Abstract
Developmental changes in bufuralol 1′-hydroxylation activity, which is known as a typical activity of cytochrome P-450 (CYP)2D isoforms, in the liver of rats were investigated. The catalytic activities of hepatic microsomes increased with development especially from 3 to 7 weeks. Eadie–Hofstee plots of bufuralol 1′-hydroxylation were obtained for monophasic kinetics (Km: 0.037 μM) at 1 week and for biphasic kinetics (Km: 0.051 and 6.4 μM) at 7 weeks of age. Quinine completely inhibited bufuralol 1′-hydroxylation activity of hepatic microsomes of 1- and 7-week-old rats. These results indicated that at least two kinds of CYP2D isoforms, which differ markedly in their affinity for bufuralol, were present at 7 weeks of age and that the CYP2D isoform that had low affinity for bufuralol was expressed with development. To assess the affinity of CYP2D isoforms for bufuralol, the kinetic properties of CYP2D1, 2D2, 2D3, and 2D4 expressed in yeast cells were investigated. The Km value of CYP2D2, 0.044 μM, was extremely small compared with that of the other rat CYP2D isoforms. We further investigated developmental changes of CYP2D isoform mRNA by reverse transcription–polymerase chain reaction.
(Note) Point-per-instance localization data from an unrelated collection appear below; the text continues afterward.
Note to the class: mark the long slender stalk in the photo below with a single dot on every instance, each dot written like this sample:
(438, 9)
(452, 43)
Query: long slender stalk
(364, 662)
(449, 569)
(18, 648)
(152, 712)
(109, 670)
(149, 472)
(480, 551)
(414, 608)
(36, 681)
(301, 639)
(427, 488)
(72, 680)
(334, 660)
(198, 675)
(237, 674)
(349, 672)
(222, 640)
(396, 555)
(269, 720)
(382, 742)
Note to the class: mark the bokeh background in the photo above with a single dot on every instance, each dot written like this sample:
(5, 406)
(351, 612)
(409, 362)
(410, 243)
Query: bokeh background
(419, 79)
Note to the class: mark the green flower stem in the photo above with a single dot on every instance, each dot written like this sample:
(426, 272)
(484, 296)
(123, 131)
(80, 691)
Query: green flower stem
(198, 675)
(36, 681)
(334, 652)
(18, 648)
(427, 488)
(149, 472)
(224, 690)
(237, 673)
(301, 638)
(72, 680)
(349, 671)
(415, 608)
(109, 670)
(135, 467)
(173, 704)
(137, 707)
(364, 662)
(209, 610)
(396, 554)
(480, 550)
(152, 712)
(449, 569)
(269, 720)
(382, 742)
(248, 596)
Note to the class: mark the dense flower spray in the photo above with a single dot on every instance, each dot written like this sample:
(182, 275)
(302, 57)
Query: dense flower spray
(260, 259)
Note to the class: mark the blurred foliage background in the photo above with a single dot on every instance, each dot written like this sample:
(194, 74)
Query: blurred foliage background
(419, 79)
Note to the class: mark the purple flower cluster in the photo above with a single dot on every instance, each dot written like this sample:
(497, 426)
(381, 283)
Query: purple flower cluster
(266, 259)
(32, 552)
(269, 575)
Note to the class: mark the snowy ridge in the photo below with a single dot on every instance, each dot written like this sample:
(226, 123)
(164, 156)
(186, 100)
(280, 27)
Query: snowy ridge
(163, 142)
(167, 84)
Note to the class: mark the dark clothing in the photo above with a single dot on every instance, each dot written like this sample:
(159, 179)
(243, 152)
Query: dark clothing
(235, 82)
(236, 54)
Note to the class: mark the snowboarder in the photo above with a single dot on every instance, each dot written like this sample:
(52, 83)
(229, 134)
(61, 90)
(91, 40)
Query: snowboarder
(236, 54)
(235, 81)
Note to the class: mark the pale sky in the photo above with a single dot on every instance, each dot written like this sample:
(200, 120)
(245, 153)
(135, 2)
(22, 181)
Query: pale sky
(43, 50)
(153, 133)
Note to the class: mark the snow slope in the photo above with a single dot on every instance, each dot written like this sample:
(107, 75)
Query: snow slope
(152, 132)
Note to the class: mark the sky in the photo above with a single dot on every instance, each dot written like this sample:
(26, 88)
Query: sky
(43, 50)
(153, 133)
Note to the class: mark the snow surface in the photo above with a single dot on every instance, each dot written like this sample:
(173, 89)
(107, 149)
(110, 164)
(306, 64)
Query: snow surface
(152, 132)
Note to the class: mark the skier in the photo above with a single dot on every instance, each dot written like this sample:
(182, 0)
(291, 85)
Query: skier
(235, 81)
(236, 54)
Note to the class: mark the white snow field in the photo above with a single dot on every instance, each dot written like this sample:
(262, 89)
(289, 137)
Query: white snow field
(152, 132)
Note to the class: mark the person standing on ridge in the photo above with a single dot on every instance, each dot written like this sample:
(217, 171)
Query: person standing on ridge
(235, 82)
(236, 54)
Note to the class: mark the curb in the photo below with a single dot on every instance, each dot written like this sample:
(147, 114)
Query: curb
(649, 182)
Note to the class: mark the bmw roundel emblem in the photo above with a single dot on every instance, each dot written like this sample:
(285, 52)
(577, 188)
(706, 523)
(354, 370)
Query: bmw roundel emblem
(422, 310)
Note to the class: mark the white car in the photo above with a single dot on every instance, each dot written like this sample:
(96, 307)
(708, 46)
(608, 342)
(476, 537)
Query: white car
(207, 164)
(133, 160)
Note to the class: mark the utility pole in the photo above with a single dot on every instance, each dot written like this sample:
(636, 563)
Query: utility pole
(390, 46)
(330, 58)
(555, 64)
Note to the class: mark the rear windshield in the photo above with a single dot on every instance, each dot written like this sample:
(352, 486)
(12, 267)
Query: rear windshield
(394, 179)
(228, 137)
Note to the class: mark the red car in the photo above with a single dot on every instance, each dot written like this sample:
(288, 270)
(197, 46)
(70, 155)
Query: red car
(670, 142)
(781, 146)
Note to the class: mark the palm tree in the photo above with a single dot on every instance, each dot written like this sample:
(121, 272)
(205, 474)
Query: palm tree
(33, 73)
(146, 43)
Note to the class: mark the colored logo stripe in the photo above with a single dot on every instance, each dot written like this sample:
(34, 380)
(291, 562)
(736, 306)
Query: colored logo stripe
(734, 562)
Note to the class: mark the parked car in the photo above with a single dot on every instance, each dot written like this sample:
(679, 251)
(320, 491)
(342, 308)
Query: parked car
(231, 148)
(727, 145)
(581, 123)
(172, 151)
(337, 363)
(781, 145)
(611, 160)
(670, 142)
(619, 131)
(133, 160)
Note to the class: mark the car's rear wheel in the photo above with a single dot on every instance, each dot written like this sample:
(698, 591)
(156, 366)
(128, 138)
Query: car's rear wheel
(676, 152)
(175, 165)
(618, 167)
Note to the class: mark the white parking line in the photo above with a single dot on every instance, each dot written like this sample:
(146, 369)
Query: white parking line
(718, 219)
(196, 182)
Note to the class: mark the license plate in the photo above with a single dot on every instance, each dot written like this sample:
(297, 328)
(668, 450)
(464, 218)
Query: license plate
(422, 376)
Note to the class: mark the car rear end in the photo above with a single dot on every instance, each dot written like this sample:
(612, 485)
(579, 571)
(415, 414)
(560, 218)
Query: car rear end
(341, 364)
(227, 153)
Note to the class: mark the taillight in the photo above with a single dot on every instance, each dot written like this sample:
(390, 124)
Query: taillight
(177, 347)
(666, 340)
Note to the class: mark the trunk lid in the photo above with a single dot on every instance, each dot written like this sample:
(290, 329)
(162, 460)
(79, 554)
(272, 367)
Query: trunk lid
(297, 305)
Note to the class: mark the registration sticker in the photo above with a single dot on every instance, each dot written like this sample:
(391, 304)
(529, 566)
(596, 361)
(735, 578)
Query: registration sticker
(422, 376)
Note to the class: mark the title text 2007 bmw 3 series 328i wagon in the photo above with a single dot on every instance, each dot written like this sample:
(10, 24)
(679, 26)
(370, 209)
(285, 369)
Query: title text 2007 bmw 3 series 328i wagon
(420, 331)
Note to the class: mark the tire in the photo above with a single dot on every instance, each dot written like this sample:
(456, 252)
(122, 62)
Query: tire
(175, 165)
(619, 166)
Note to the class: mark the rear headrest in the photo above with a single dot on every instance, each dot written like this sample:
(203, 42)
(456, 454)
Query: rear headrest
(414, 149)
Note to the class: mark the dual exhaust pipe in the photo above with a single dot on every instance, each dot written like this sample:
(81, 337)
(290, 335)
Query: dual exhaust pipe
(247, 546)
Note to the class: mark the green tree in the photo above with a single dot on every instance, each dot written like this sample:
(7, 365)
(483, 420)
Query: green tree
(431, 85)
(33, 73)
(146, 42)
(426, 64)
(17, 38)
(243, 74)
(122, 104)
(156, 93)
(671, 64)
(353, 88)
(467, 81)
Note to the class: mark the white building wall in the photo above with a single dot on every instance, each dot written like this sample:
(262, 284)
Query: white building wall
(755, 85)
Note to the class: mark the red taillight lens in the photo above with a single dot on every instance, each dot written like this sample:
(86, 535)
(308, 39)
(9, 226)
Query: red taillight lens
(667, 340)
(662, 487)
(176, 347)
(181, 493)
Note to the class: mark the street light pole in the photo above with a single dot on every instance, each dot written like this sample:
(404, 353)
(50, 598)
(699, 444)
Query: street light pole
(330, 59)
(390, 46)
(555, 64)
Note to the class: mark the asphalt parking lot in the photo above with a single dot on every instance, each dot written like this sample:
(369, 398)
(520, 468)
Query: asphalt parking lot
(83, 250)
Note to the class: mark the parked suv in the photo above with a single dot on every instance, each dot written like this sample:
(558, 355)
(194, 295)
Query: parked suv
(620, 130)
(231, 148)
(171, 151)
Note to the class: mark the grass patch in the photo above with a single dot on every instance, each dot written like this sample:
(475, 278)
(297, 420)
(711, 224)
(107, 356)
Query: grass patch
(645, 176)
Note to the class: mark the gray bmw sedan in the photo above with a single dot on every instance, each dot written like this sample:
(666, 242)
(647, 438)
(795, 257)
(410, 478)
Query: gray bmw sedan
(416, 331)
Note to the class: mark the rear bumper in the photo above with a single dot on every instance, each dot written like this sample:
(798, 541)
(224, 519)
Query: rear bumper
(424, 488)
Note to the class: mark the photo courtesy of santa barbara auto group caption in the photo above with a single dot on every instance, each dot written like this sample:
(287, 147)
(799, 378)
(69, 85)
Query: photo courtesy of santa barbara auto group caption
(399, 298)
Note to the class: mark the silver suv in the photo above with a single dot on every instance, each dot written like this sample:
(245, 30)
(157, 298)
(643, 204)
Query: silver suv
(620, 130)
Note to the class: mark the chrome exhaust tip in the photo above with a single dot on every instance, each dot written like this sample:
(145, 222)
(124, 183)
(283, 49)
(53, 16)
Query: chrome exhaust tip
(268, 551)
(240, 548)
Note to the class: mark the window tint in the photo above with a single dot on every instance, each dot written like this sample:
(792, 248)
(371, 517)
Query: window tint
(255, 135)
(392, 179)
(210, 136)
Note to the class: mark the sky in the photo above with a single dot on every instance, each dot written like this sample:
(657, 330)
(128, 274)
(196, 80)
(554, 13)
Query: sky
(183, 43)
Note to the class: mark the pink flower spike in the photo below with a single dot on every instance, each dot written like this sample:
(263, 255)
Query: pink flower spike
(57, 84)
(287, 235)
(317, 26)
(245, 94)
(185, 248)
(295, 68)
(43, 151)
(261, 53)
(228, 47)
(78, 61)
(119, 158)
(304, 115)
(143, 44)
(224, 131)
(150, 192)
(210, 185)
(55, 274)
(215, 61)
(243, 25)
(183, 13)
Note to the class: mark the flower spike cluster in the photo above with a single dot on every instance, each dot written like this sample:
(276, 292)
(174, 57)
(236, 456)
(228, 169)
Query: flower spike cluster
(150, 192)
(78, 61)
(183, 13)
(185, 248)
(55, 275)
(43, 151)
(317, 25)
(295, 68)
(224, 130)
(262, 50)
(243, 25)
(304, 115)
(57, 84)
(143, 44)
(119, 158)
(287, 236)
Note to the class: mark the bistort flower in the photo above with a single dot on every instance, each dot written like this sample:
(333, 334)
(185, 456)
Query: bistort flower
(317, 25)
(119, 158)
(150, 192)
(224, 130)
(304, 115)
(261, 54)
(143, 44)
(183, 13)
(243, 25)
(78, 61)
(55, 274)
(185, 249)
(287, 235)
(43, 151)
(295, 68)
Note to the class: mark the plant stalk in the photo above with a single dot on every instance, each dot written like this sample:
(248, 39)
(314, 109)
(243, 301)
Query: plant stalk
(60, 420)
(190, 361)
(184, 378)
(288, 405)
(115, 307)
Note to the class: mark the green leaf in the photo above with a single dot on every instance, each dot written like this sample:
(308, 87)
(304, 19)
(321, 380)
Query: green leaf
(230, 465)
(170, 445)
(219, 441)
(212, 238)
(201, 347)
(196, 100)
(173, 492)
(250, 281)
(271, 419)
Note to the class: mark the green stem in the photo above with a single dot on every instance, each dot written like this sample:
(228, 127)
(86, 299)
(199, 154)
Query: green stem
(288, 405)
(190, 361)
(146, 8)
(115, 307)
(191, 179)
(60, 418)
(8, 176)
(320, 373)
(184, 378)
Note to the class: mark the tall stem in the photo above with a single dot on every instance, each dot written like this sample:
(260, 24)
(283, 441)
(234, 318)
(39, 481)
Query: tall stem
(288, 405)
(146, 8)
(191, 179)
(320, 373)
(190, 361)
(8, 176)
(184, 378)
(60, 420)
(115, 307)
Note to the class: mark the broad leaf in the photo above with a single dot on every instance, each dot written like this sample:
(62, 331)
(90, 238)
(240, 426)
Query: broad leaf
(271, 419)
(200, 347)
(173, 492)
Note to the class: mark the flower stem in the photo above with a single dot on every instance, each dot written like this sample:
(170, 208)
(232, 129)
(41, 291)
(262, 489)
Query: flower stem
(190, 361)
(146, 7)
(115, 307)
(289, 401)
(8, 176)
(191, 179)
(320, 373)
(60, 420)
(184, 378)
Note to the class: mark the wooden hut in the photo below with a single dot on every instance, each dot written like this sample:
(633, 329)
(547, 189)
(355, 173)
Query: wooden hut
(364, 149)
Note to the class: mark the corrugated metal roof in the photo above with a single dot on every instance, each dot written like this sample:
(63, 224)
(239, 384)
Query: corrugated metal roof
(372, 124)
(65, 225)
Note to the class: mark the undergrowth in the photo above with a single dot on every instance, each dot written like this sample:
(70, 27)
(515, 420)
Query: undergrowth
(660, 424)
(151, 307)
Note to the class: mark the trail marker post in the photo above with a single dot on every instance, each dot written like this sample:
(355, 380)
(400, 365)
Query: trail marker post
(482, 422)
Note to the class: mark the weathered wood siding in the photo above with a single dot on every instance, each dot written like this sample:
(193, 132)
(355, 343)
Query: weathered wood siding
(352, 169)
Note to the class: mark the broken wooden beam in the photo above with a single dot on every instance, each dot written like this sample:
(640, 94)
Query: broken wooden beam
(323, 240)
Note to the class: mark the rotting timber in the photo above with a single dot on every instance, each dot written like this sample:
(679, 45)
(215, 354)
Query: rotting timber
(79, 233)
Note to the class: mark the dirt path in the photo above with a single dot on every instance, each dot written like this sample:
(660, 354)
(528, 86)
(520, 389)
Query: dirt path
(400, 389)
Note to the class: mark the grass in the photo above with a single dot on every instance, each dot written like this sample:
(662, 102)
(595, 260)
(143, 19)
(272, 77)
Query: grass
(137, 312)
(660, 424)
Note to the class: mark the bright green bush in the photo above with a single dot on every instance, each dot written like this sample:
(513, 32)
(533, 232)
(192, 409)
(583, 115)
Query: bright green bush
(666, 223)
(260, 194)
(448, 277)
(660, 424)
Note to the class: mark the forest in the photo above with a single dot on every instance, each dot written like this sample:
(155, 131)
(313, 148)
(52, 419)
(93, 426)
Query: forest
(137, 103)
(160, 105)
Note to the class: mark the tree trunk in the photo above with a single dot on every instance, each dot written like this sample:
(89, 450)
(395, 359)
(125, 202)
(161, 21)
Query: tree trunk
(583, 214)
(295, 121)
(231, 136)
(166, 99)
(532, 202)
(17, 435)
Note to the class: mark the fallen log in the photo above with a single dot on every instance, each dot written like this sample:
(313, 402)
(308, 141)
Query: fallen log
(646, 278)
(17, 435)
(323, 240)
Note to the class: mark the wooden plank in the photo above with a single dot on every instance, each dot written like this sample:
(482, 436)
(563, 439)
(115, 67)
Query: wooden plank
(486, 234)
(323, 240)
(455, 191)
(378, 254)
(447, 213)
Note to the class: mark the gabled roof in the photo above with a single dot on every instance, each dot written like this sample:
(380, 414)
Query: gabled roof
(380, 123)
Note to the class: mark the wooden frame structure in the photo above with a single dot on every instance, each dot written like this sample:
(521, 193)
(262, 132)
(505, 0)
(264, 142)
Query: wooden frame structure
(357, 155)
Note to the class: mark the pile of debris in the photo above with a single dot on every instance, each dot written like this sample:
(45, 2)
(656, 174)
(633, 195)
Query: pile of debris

CYP2D3 mRNA increased with development although CYP2D1 and 2D2 mRNA were not changed. The CYP2D4 mRNA was not detected. These findings indicated that CYP2D2, which had high affinity for bufuralol, was expressed in immature and mature rats, but CYP2D3, which had low affinity for bufuralol, was expressed only in mature rats.
The cytochrome P-450 (CYP)1superfamily plays an important role in the metabolism of both xenobiotics and endogenous substances. The CYP2D subfamily, in which polymorphism has been reported in rats and humans (Gut et al., 1986;Matsunaga et al., 1989; Eichelbaum and Gross, 1990), participates in the metabolism of many drugs, including β-blocking agents, antiarrhythmic agents, antidepressants, and other clinically useful drugs (Dayer et al., 1986; Brosen et al., 1986; Wrighton and Stevens, 1992).
Five CYP2D isoforms, CYP2D1 through CYP2D5, have been found in the rat liver (Gonzalez et al., 1987; Matsunaga et al., 1990; Kawashima and Strobel, 1995), but the physiological roles, substrate specificity, and kinetic properties of each of these CYP2D isoforms presently are unknown. In humans, only one CYP2D isoform, CYP2D6, has been found. Which CYP2D isoform in the rat corresponds to human CYP2D6, or which physiological functions the multiple forms of CYP2D have in the rat are unknown.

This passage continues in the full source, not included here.